Russian billionaires, many with close ties to Putin, have received $11.3 billion in dividends as companies resume payouts amid Russia’s economic rebound. Top earners include sanctioned individuals who have found ways to circumvent restrictions and redirect exports.
sanctioned russian billionaires continue profit despite restrictions building lukoil headquarters moscow processed vsco wwf preset
Building of Lukoil headquarters in Moscow. Photo: Wikimedia Commons.
Sanctioned Russian billionaires continue to profit despite restrictions

Bloomberg reports that Russian tycoons have received billions of dollars in dividends as their companies resumed or boosted payouts amid easing economic uncertainty over the Kremlin’s war in Ukraine. According to data compiled by Bloomberg from publicly disclosed information, at least a dozen business people earned over 1 trillion rubles ($11.3 billion) in dividends for 2023 and the first quarter of this year.

Many of these billionaires have close links to President Vladimir Putin and include some who’ve been sanctioned over the war. Vagit Alekperov, key shareholder and former president of oil giant Lukoil PJSC, topped the list with about 186 billion rubles in dividends. Alexey Mordashov of Severstal PJSC and Vladimir Lisin of Novolipetsk Steel PJSC followed with 148 billion and 121 billion rubles respectively.

The list includes Putin’s billionaire ally Gennady Timchenko and Tatyana Litvinenko, who received a stake in PhosAgro PJSC before her husband Vladimir was sanctioned by the US in 2023.

The US and its allies imposed sweeping sanctions on Russia in response to the February 2022 invasion, prompting many companies to pause dividend payouts.
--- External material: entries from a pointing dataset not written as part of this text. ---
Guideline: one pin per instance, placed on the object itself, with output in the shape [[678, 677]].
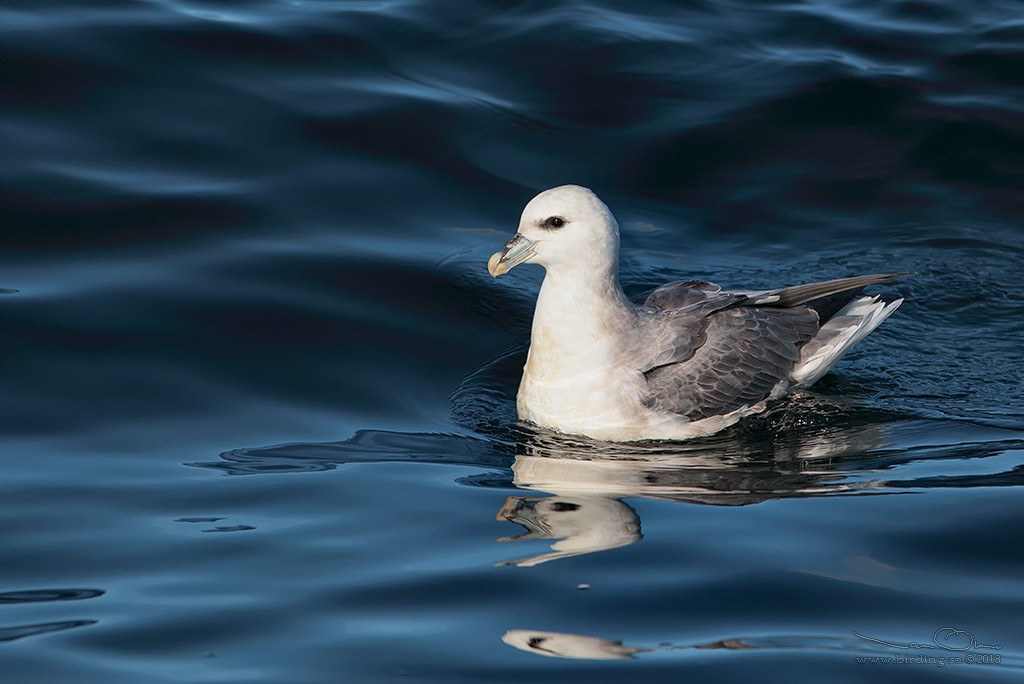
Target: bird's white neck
[[576, 308]]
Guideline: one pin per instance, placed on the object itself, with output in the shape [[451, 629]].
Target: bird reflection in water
[[588, 480]]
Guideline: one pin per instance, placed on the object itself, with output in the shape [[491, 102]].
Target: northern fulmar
[[690, 361]]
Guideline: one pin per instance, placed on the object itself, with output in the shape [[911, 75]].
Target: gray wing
[[678, 295], [720, 351], [740, 355]]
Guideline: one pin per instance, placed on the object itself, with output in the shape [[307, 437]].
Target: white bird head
[[564, 227]]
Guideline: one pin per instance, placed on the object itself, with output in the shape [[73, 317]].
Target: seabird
[[688, 362]]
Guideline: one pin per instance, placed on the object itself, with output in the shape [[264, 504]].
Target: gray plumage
[[689, 361]]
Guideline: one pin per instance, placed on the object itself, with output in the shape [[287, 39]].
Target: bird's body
[[690, 361]]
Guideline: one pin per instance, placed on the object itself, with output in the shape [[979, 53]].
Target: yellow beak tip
[[495, 265]]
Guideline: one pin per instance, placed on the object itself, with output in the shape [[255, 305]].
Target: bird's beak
[[516, 251]]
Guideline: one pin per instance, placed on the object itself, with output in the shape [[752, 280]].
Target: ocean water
[[257, 417]]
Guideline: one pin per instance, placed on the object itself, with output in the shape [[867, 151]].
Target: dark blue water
[[257, 389]]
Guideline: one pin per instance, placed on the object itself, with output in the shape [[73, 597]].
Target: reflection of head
[[589, 481], [584, 523], [555, 644]]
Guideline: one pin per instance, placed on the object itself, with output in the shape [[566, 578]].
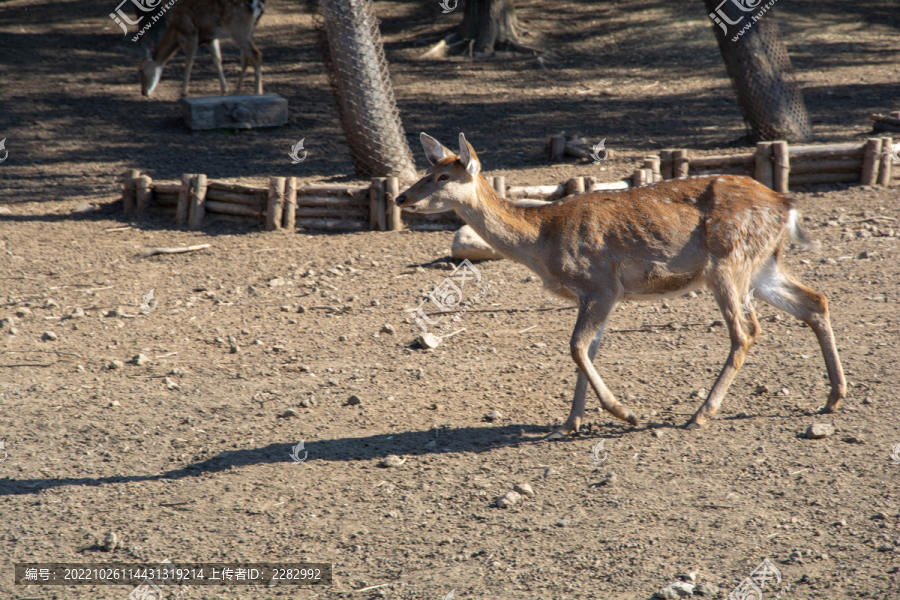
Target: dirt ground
[[187, 456]]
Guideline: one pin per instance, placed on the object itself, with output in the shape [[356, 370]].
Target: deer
[[725, 233], [204, 22]]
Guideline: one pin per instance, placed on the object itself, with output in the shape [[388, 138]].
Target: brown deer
[[725, 232], [198, 22]]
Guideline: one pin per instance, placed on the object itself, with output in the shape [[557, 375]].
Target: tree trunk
[[351, 47], [760, 69], [491, 24]]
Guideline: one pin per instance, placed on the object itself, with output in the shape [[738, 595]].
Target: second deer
[[195, 23], [725, 232]]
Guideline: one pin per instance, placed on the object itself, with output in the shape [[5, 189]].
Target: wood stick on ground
[[154, 251]]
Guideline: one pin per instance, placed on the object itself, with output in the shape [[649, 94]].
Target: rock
[[111, 541], [673, 591], [468, 244], [508, 499], [494, 415], [819, 430], [524, 489], [706, 589], [428, 340], [392, 460]]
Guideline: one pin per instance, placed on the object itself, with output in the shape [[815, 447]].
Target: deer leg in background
[[579, 401], [216, 53]]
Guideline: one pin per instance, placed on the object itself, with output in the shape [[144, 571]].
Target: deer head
[[450, 182]]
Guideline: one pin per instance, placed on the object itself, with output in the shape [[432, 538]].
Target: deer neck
[[501, 224]]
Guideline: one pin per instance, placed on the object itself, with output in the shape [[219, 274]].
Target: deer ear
[[434, 150], [468, 157]]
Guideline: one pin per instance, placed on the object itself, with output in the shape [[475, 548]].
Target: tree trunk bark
[[760, 70], [491, 23]]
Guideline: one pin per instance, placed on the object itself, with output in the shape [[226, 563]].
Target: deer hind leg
[[744, 330], [190, 51], [782, 291], [216, 53], [592, 314], [578, 402]]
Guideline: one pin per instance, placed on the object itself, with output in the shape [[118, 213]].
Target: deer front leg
[[592, 315], [216, 53], [578, 402], [190, 50]]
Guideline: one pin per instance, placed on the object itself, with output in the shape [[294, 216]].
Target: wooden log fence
[[286, 205]]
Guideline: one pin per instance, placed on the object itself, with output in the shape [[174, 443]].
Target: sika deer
[[198, 22], [723, 232]]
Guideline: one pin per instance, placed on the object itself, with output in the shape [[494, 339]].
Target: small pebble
[[819, 430], [392, 460], [508, 499]]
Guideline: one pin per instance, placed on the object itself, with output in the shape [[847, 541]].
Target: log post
[[654, 163], [665, 164], [392, 215], [871, 161], [575, 186], [143, 193], [680, 163], [781, 167], [639, 178], [129, 184], [500, 185], [184, 198], [765, 173], [275, 207], [557, 144], [884, 168], [290, 205], [197, 211]]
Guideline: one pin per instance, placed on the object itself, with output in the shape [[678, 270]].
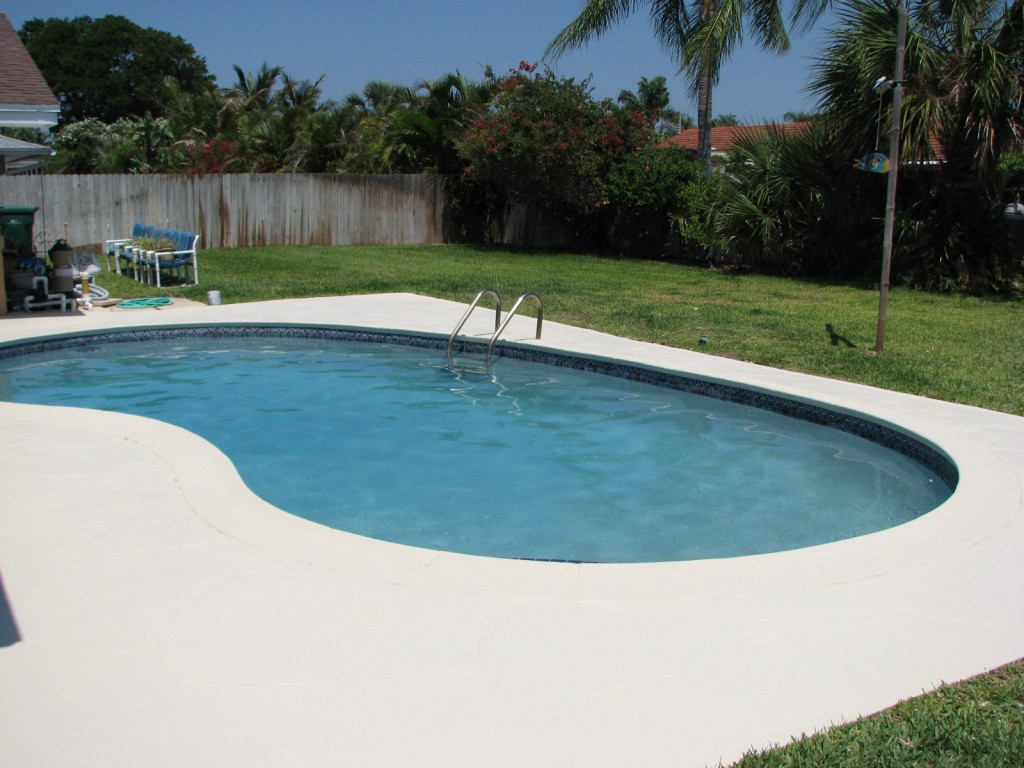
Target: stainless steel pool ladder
[[480, 295], [512, 311], [499, 326]]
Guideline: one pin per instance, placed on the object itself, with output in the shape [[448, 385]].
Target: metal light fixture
[[1014, 213], [887, 238]]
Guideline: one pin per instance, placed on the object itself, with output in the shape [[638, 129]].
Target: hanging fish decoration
[[872, 162]]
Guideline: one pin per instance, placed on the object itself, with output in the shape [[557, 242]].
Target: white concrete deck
[[166, 616]]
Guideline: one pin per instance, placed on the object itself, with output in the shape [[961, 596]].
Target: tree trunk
[[704, 121]]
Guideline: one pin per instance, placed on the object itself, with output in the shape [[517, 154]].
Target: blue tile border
[[860, 426]]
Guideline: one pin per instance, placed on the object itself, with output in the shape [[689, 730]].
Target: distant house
[[726, 137], [26, 101]]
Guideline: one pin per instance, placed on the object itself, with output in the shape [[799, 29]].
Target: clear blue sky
[[351, 42]]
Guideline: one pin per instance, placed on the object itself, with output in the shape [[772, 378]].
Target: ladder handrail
[[480, 295], [508, 318]]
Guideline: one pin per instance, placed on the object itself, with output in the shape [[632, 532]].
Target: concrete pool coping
[[160, 613]]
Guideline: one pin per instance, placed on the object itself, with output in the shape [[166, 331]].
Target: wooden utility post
[[894, 140]]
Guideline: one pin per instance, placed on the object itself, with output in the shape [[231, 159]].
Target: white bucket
[[64, 280]]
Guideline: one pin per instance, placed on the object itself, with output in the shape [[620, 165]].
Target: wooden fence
[[236, 210]]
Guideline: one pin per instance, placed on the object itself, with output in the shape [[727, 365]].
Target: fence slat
[[236, 210]]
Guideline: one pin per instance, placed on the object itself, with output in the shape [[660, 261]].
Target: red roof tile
[[725, 137]]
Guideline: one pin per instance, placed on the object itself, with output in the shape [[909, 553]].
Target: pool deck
[[155, 612]]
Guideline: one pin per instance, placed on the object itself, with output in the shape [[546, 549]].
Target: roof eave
[[29, 116]]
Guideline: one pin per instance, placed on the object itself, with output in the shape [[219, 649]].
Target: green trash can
[[15, 225]]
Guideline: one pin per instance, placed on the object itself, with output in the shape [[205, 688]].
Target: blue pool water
[[519, 460]]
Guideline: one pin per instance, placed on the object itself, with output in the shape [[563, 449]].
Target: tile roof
[[725, 137], [22, 84]]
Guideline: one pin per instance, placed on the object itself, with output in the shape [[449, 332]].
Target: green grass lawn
[[956, 348]]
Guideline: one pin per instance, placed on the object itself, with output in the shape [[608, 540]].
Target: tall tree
[[699, 35], [964, 94], [651, 98], [111, 68]]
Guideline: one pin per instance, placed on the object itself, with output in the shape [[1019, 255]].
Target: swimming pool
[[522, 460]]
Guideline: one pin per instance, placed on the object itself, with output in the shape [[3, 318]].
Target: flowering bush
[[546, 141]]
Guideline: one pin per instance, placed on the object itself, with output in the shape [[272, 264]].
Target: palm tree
[[964, 92], [699, 35], [651, 99], [254, 92]]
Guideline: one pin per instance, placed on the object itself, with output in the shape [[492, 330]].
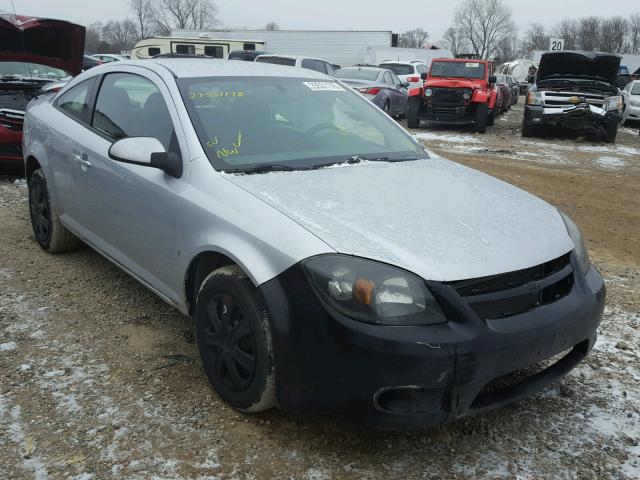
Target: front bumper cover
[[578, 117], [400, 378]]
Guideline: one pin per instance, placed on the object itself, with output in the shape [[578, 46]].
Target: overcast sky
[[433, 16]]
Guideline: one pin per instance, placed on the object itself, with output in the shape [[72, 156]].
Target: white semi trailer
[[339, 47]]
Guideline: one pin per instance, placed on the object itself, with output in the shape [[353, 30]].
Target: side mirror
[[147, 152]]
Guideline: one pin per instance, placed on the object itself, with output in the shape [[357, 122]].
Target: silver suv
[[330, 264]]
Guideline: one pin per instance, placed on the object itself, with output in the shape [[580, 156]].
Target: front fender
[[480, 96]]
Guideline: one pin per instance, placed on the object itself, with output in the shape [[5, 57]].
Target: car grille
[[448, 97], [11, 119], [562, 99], [514, 293]]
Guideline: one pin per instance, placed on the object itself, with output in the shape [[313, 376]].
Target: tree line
[[485, 28]]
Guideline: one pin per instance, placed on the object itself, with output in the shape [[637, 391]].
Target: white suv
[[410, 72], [299, 61]]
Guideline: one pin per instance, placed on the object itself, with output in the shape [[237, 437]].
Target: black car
[[576, 90]]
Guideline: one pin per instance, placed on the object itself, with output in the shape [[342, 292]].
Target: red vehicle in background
[[456, 91], [35, 53]]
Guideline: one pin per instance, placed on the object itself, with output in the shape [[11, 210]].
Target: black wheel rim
[[229, 338], [40, 212]]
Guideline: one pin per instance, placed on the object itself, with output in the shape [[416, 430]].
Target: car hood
[[434, 217], [453, 83], [54, 43], [604, 66]]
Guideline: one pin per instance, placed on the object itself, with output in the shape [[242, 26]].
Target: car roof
[[402, 62], [206, 67], [374, 69]]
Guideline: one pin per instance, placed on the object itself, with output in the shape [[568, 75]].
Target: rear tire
[[49, 232], [233, 333], [482, 117], [413, 111], [491, 119]]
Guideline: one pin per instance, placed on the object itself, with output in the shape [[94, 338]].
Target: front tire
[[233, 333], [482, 117], [52, 236], [413, 111]]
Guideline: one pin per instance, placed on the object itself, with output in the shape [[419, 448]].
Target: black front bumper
[[399, 378], [580, 118]]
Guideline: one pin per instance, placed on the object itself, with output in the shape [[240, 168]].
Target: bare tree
[[589, 30], [455, 41], [93, 38], [120, 35], [143, 15], [614, 34], [567, 29], [535, 38], [185, 14], [413, 38], [485, 24]]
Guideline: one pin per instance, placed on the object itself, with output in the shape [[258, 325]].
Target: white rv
[[217, 48]]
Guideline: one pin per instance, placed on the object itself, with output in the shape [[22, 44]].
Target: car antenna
[[24, 48]]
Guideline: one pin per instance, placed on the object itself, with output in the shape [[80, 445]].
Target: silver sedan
[[329, 263]]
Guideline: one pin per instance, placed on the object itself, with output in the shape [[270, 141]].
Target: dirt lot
[[100, 379]]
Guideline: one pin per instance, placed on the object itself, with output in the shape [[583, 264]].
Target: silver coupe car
[[331, 265]]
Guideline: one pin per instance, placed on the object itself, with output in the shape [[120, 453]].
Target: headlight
[[534, 98], [373, 292], [614, 103], [581, 251]]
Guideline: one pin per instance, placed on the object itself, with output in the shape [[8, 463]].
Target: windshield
[[24, 69], [457, 69], [289, 62], [253, 123], [398, 68], [357, 74]]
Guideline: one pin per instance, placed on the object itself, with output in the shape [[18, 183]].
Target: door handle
[[82, 160]]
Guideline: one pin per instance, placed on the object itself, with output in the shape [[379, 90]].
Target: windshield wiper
[[263, 169]]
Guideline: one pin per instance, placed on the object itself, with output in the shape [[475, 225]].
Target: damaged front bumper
[[403, 378], [576, 117]]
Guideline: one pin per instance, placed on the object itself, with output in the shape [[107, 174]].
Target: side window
[[132, 106], [316, 65], [214, 51], [75, 102], [186, 49]]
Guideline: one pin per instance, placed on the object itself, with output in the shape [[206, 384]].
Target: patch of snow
[[611, 162], [6, 347], [447, 137]]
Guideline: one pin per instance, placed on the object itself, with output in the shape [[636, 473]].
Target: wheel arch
[[31, 164], [200, 266]]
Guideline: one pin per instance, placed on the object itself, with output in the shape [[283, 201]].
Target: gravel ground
[[100, 379]]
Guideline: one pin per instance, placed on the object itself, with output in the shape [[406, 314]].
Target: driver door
[[129, 212]]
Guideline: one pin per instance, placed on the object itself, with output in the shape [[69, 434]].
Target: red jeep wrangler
[[456, 91]]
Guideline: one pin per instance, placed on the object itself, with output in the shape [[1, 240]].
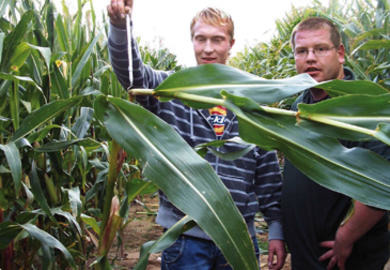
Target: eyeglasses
[[317, 51]]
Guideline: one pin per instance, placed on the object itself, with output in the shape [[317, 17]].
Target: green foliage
[[365, 32], [65, 185]]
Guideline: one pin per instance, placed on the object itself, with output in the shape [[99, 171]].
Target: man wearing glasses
[[313, 216]]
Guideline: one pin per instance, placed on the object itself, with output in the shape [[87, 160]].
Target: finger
[[341, 264], [326, 255], [331, 263], [118, 7], [328, 244], [129, 3]]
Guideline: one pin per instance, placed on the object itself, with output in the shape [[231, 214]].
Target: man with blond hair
[[254, 180]]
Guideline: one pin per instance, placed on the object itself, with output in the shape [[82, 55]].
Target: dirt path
[[143, 229]]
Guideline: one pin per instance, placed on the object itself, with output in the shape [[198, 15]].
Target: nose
[[208, 48], [310, 55]]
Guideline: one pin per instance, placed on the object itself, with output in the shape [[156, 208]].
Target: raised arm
[[144, 76]]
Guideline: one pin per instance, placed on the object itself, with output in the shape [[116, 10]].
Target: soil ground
[[143, 228]]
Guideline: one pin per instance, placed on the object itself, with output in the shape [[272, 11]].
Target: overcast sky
[[167, 22]]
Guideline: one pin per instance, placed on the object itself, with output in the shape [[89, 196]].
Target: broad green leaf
[[137, 187], [189, 181], [20, 55], [83, 122], [59, 83], [343, 87], [3, 6], [44, 114], [45, 52], [74, 200], [62, 35], [208, 80], [91, 221], [6, 76], [13, 39], [355, 110], [356, 172], [69, 217], [4, 119], [48, 241], [58, 146], [11, 153], [83, 61], [373, 45], [2, 36], [166, 240], [8, 231]]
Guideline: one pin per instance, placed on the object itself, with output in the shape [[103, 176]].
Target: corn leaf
[[11, 153], [189, 182], [208, 80], [356, 172], [48, 241], [43, 114]]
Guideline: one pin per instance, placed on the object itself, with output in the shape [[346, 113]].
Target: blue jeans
[[190, 253]]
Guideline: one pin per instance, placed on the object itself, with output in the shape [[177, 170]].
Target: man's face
[[212, 44], [316, 55]]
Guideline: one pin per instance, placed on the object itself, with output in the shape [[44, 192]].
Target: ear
[[341, 54], [232, 41]]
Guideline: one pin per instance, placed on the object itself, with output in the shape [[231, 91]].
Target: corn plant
[[364, 26], [75, 152]]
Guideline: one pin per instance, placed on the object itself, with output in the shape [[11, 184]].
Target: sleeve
[[268, 185], [144, 75]]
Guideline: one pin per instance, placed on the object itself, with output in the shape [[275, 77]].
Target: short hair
[[215, 17], [316, 23]]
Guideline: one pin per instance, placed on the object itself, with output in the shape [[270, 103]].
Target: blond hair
[[215, 17]]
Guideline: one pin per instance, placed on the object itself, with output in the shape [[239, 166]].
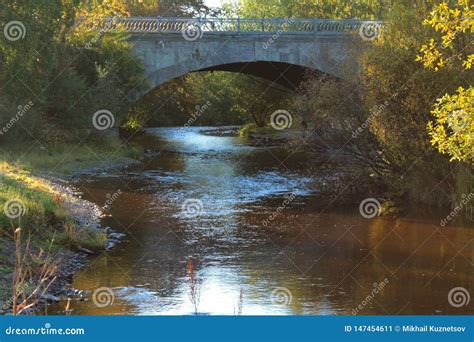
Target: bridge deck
[[237, 25]]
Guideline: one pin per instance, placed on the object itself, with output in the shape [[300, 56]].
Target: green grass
[[65, 159]]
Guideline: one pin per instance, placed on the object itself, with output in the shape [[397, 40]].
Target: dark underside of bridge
[[287, 75]]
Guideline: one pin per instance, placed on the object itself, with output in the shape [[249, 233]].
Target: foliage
[[453, 130], [62, 66], [452, 49]]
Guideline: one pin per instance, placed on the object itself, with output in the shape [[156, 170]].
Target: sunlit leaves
[[455, 26], [452, 132]]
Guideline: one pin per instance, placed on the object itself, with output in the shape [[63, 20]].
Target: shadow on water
[[195, 242]]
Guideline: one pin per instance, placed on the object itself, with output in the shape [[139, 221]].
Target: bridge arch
[[173, 47]]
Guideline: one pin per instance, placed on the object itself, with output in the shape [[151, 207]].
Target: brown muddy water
[[216, 226]]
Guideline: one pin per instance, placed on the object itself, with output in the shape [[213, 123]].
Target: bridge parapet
[[238, 25]]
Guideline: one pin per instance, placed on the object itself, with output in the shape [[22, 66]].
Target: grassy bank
[[39, 219], [65, 159]]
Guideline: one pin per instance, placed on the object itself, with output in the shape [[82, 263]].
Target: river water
[[214, 225]]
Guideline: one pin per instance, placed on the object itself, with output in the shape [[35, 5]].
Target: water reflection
[[226, 262]]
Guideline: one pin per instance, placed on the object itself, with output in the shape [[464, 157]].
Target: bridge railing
[[234, 25]]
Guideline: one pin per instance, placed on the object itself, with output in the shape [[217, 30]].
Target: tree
[[452, 131]]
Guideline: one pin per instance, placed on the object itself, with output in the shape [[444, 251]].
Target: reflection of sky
[[211, 174], [219, 293]]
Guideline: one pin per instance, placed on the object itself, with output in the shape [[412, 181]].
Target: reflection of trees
[[194, 290]]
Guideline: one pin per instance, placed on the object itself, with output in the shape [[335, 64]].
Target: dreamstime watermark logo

However, these fears haven’t been borne out as Russia’s economy gradually adjusted to the new conditions and exporters found alternative markets.

Russia’s economy grew 5.4% in the first quarter compared to the same period last year. Many commodities exporters have resumed dividend payments after reshaping their businesses and re-routing sales toward markets in China, India, and other Global South nations that haven’t implemented sanctions.

The US stepped up threats of secondary sanctions on banks in countries that Russia regards as “friendly,” and sanctions on the Moscow Exchange last month forced it to halt trading in dollars and euros.